You’ve played on some amazing bills. Do you get to spend time with the artists you’re touring with, maybe get some pointers from them?

KEVIN: The first half of the tour, you’re going to the job, you’re working, you see each other in the hallway. You give each other the nod. After you get used to each other, then it becomes more friendly. With the Jack White tour, we got to hang out with him in the green room a few times and shoot the shit. He was like, “You guys are really into the prog, my older brother listened to Yes.” It’s always somebody’s older brother. It was really nice talking to him.

One of the most special moments was touring with Primus. We got to go onto Les Claypool’s bus after and we were trading bass licks back and forth. I was like, “One of my favorite songs ever is ‘Buzzards of Green Hill’ off of the Flying Frog Brigade record, Purple Onion.” He showed me how to play it so I started playing it. He looks at me and says, “You’re a bass player, aren’t you?” I’m like, “I am.” He was like, “Why are you playing guitar then?” I thought it was so funny.
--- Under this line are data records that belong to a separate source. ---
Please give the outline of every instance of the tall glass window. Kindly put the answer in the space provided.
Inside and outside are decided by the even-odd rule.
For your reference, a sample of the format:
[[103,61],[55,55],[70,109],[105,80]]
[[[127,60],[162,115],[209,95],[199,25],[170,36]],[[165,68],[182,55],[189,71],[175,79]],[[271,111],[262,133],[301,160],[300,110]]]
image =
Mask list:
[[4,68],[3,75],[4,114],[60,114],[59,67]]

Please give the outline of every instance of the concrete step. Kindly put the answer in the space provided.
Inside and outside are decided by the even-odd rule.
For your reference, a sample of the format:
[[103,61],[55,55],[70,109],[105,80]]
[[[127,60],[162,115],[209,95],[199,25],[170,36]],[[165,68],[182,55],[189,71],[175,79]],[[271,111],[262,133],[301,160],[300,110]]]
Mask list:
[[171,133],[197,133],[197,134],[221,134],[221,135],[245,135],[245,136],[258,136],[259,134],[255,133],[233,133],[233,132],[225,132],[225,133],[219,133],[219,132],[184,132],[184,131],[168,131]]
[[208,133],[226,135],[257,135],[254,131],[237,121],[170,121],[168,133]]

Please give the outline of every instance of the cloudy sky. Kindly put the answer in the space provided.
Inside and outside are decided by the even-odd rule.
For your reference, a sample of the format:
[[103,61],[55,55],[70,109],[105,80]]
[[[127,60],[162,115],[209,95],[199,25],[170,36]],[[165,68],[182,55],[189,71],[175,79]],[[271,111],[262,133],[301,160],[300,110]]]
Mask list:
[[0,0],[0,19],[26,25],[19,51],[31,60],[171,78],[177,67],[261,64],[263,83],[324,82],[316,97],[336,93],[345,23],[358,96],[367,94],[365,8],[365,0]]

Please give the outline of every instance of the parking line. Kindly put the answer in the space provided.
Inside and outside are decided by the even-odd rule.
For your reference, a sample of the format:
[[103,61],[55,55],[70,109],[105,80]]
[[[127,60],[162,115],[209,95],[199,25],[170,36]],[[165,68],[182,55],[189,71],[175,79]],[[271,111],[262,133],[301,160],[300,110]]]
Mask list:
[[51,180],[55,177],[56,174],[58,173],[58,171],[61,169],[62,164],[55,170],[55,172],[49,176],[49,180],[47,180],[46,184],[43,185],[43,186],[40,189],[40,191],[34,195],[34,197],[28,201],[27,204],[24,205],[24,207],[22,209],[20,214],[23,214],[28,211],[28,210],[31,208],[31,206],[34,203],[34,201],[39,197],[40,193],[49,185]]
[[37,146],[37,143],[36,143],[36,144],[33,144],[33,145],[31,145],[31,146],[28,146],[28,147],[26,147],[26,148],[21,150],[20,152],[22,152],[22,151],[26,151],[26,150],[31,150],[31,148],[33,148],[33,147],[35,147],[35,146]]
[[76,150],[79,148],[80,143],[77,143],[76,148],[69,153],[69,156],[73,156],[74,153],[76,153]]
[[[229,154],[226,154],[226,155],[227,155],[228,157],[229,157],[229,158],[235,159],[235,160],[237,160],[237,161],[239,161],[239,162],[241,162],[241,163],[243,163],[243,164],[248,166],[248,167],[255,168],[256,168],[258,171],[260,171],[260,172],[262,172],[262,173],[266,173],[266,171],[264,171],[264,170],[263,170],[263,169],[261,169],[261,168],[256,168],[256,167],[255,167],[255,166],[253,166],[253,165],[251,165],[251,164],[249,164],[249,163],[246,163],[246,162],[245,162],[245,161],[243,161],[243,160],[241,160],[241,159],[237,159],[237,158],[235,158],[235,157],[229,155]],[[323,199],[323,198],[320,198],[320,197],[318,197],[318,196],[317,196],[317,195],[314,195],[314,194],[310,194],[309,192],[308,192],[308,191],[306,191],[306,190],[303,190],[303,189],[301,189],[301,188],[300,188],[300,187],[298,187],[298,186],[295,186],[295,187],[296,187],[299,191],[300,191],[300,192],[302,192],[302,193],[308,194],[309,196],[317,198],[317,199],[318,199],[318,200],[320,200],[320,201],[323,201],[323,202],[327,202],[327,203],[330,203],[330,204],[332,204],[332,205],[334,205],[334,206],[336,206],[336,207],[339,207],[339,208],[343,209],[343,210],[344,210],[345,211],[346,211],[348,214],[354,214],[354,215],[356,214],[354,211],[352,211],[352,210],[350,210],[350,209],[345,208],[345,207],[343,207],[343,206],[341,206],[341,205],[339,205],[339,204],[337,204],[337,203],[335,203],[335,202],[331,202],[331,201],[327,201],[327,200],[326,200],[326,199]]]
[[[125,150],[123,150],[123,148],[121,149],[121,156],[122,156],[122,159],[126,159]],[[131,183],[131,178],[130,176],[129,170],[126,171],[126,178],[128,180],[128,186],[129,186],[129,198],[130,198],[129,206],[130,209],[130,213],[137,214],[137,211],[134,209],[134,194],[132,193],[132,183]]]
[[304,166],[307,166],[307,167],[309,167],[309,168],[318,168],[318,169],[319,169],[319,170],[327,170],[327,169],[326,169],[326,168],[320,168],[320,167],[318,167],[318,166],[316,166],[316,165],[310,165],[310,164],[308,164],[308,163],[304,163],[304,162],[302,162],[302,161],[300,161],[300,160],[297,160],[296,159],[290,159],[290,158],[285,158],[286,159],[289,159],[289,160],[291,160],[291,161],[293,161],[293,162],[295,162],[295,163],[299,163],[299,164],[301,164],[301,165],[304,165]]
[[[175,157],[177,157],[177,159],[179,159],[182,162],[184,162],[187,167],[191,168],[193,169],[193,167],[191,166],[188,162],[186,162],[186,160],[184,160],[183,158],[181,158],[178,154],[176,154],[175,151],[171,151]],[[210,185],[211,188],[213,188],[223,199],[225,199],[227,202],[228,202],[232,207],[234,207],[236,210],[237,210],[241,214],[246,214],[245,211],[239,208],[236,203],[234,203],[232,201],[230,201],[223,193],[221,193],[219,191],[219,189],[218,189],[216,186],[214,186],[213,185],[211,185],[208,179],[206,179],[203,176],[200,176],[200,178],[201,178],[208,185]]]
He’s one of the greatest bass players ever and there’s still that, “Why are you playing guitar?” That was a really cool moment. We bonded over our mutual admiration of Geddy.

After that tour, Les did that Claypool-Lennon Delirium show in Toronto and Geddy came out and played “Tomorrow Never Knows” with them. Then we got to go backstage and meet Geddy. That was a really, really cool time. It was really cool to meet Sean Lennon. It’s all good stuff.

We met Alex Lifeson. We did this charity gig at Christmas and we played a couple of Zeppelin tunes with him. We did “Battle of Evermore” and “Stairway to Heaven” together. Alex is so nice. I kind of cornered him and started grilling him. “So, tell me about all the chorus pedals you’ve used.” Alex being Alex was like, “Let’s go.” He went really deep talking about what effects that were used over the course of Rush records. We talked about family and how you balance being married and being on the road. Another reason I love Rush is the way they handled their friendship but also their family life.

Do you have any side projects or anything you’re working on that strays away from the sound of Crown Lands?

KEVIN: I know Cody has this soul and funk kind of thing that one day might surface. I do a lot of ambient, Tangerine Dream, Vangelis type of synth music that has not quite found it’s way into Crown Lands yet. And I’ve got a lot of acoustic, finger style, *John Fahey*-type stuff, the American primitive folk kind of open-tuned guitar stuff that I’m working on a record for right now. I don’t know when that will come out or even if it will. We have lots of plans.